Last year, Los Angeles-based singer/songwriter Kayla Cohen released Open to Chance under her Itasca banner. In his review for Aquarium Drunkard, Tyler Wilcox admitted the temptation to call the album's slow burning, psychedelically-tinged folk rock "the perfect autumn soundtrack," noting the album would sound just as good in the spring or summer. And he's been proven right. As the seasons have passed, Open to Chance has continued to reveal and offer new beauty.
On the occasion of her current tour with Dylan Golden Aycock and Lake Mary, we caught up with Cohen to discuss the dreamlike nature of her songs, and the current cultural moment that finds young artists synthesizing disparate influences into a cohesive, subtle new whole.
Aquarium Drunkard: Open to Chance was one of my favorite albums of 2016. Have you started working on a new record?
Kayla Cohen: I’ll get totally into [the process] and get pretty far, and then take a couple of weeks off, and basically start over. That’s happened a few different times. It’s been slow, but I don’t think there’s any rush with anything.
AD: You worked with a full band on Open to Chance. Are you planning to do that again?
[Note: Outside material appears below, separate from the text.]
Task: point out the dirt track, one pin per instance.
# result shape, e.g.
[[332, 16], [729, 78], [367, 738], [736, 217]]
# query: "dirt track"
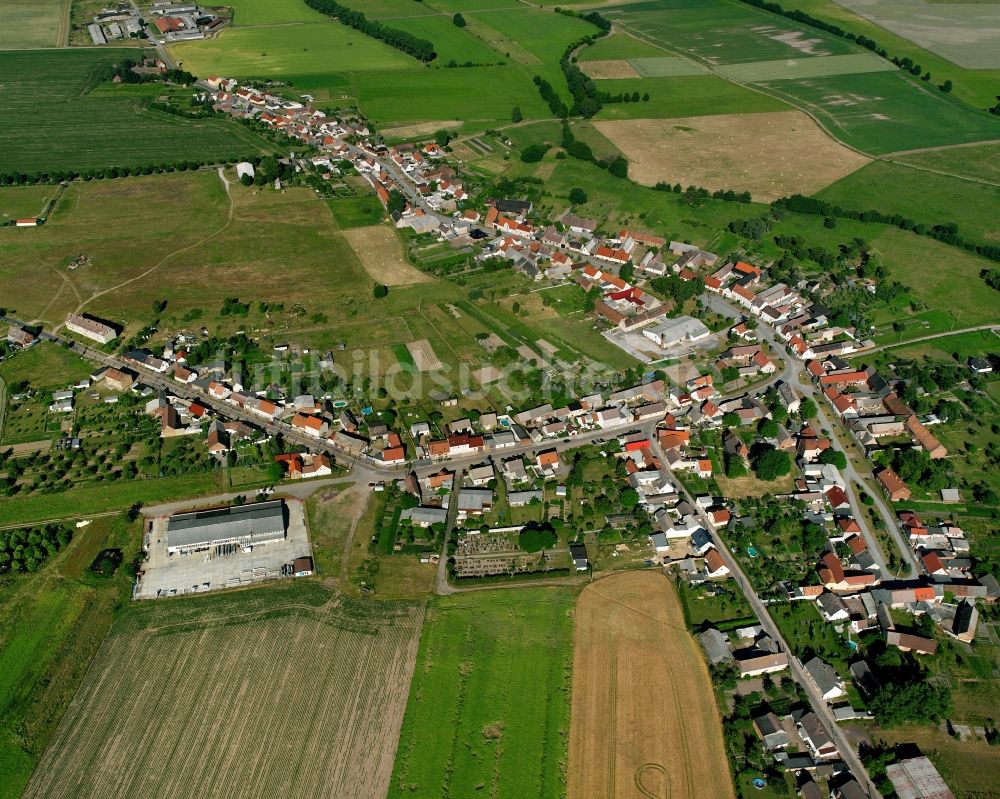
[[644, 719]]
Kayla Cohen: I’ll record with a full band, but [for now] I’ve been working on it by myself.
AD: On Open to Chance, the word “dream” appears often. Is dream logic something you seek out in your own music?
Kayla Cohen: I think it’s part of music for me, just in general. The dream world is where you can access symbols that don’t necessarily make linear sense, but that can be really evocative. Lyrically, that’s perfect. That’s what you want. When I was working on that record, I feel like the dream world was more of a thing I was working with in a way that’s more hazy and mirage-like than I’ve been thinking about it now. I’ve been reading a lot of poetry centered on dreams. For example, this one poet, William Ferguson: the way he uses the dream vocabulary is more straightforward, serious, and concrete. That’s something I’m discovering now. But dreaming...that’s super fertile ground. And it’s easy too: you can just be like, “I have a night, now I’m going to drink some weird tea and go to sleep and see what happens.”
AD: I like that idea of dreams as a laboratory for songs. Do you have pretty vivid dreams?
Kayla Cohen: [Laughs] Yeah. I have phases where they are and they aren’t. But if the waking world isn’t providing you with the kind of inspiration you want, you can go to bed and see what happens, too.